Scientists find protein exploited by virus ravaging West Africa
A research team from several institutions being led by the University of California San Diego has deciphered a key component behind a rising epidemic of pathogens that the World Health Organization (WHO) recently added to its list of critical emerging diseases.
New research published July 12 in the journal PLOS Pathogens uncovered a protein enabling the replication of arenaviruses, pathogens carried by rodents that can infect humans and cause lethal hemorrhagic fevers. According to the WHO, the Lassa virus—an arenavirus with symptoms similar to the Ebola virus—is currently widespread in West Africa, with nearly 300,000 infections and more than 5,000 deaths reported per year. Research and identification of clinical targets to combat these diseases are urgently needed, the WHO has indicated.
Research led by Elina Zúñiga's laboratory in UC San Diego's Division of Biological Sciences identified DDX3, a protein involved in RNA metabolism, as a key factor promoting arenavirus multiplication through its unexpected ability to promote viral RNA synthesis and dismantle normal human immune system defenses.
The study, led by María Eugenia Loureiro and Andre Zorzetto-Fernandes, two postdoctoral fellows in Zúñiga's lab, may pave the way to new therapeutic treatments for arenaviruses and hemorrhagic fever.
"Our results uncover novel mechanisms used by arenavirus to exploit the host machinery and subvert immunity, singling out DDX3 as a potential host target for developing new therapies against highly pathogenic arenaviruses," the authors write in the study.
"Mortality due to Lassa fever can rise up to 50 percent for hospitalized patients in some outbreaks and to 90 percent for women in the last month of pregnancy," said Zúñiga. "Currently there is no vaccine and no effective treatment for this virus. Therefore, understanding how arenaviruses exploit the host molecules is important and may lead to new treatments to fight these deadly infections."

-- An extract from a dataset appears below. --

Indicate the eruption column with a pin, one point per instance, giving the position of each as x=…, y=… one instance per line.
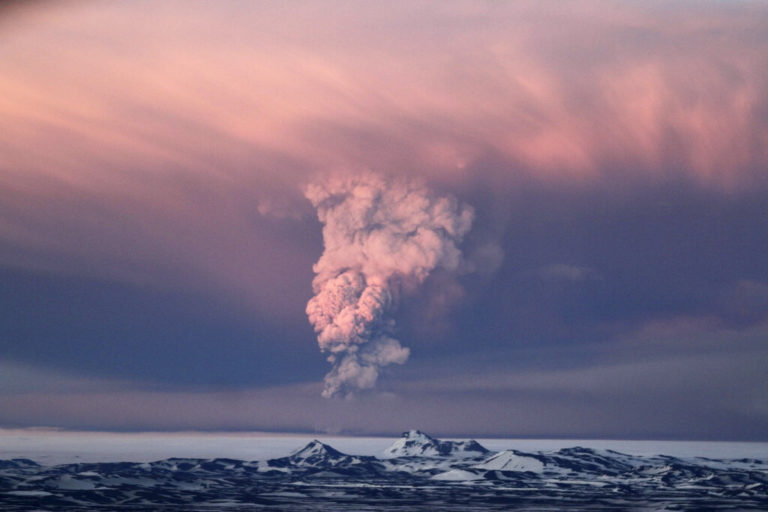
x=382, y=238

As part of the search for new drug targets, Zúñiga's research team focused on arenavirus nucleoproteins, which play important roles in the viral life cycle and evasion of the immune system. The researchers analyzed protein interactions in a human cell line expressing the Lassa virus nucleoprotein. This revealed several candidate human proteins, whose roles were then investigated in loss-of-function experiments in infected cells. DDX3 emerged as a human protein that enhances viral growth.
Further experiments with Lassa virus and Junín virus, an arenavirus endemic in Argentina, confirmed the importance of DDX3 in arenavirus infection of human cells. The results suggest that DDX3 may have two distinct roles. First, it suppresses the production of type I interferons, key proteins needed for a robust antiviral state and immune response to infection. DDX3 also appears to enhance synthesis of arenavirus RNA, an important step in viral multiplication. These two DDX3-dependent arenavirus exploitation strategies were previously undiscovered.
Overall, these findings reveal the importance of DDX3 in arenavirus infection and identify it as a potential target for new anti-arenavirus strategies.
"This work was the result of a team effort from scientists at several institutions and raises new important questions on the mechanisms by which DDX3 favors arenavirus RNA synthesis and suppression of interferons," said Zúñiga. "We are excited to continue this line of research to further evaluate in animal models the potential of targeting DDX3 to counteract infections with arenaviruses and perhaps other hemorrhagic fever viruses."